Fast gettimeofday(2) and clock_gettime(2)

[Bruce Evans]

On Thu, 7 Jun 2012, Konstantin Belousov wrote:

> On Thu, Jun 07, 2012 at 01:00:34PM +1000, Bruce Evans wrote:
>>
>> tc_windup()'s close in succession are bugs, since they cycle the timehands
>> faster than they were designed to be.  We already have too many of these
>> bugs (where tc_setclock() calls tc_windup().  I didn't notice this
>> particular problem with it before).  Now I will point out that version
>> 2 of your patch adds more of these calls, apparently to get changes to
>> happen sooner.  But in sysctl_kern_timecounter_hardware(), such a call
>> was intentionaly left out since it is not needed.  Note that tc_tick
>> prevents calls to tc_windup() more often than about once per msec if
>> hz > 1000.
> No, I did not added more tc_windup calls. I added a recalculation
> of the shared page content on the timecounter change, which is not
> the same as tc_windup() call. This is exactly to handle a disable
> of usermode rdtsc use when kernel timecounter hardware changes.

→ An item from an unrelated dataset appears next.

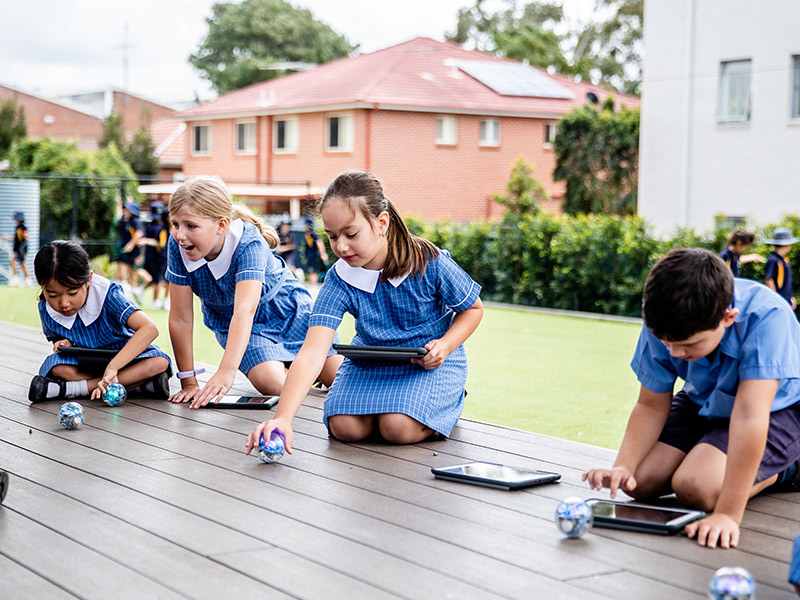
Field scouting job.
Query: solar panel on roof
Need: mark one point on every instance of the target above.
(514, 79)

Oops.  I saw a parameter named tc_windup and didn't look too closely
at the event handler for this.  Please use a slightly different name.

Frequent updates of the shared page may cause the same too-fast cycling
as frequent calls to tc_windup().  Are event handlers rate-limited?
If not, then someone changing the timecounter hardware from a loop
in userland could cause similar problems to a settimeofday() loop.
Both are privileged operations so this is not a large problem, but it
is a stress test that should pass.

>>  [jhb wrote]
>>> There was apparently another issue with version 2. The bcopy() is not
>>> atomic, so potentially libc could read wrong tk_current. I redid
>>> the interface to write to the shared page to allow use of real atomics.
>>
>> Timecounter code is supposed to be lock-free except for some time-domain
>> locking.  I only see 1 problem with this: where tc_windup() writes the
>> generation count and other things without asking for these writes to
>> be ordered.  In most cases, the time-domain locking prevents problems.
> In fact, on x86 the ordering is strong enough that no barriers are needed,
> this is why the problem goes unnoticed so far.

Only the x86 write ordering is clearly strong enough (see another reply).

Bruce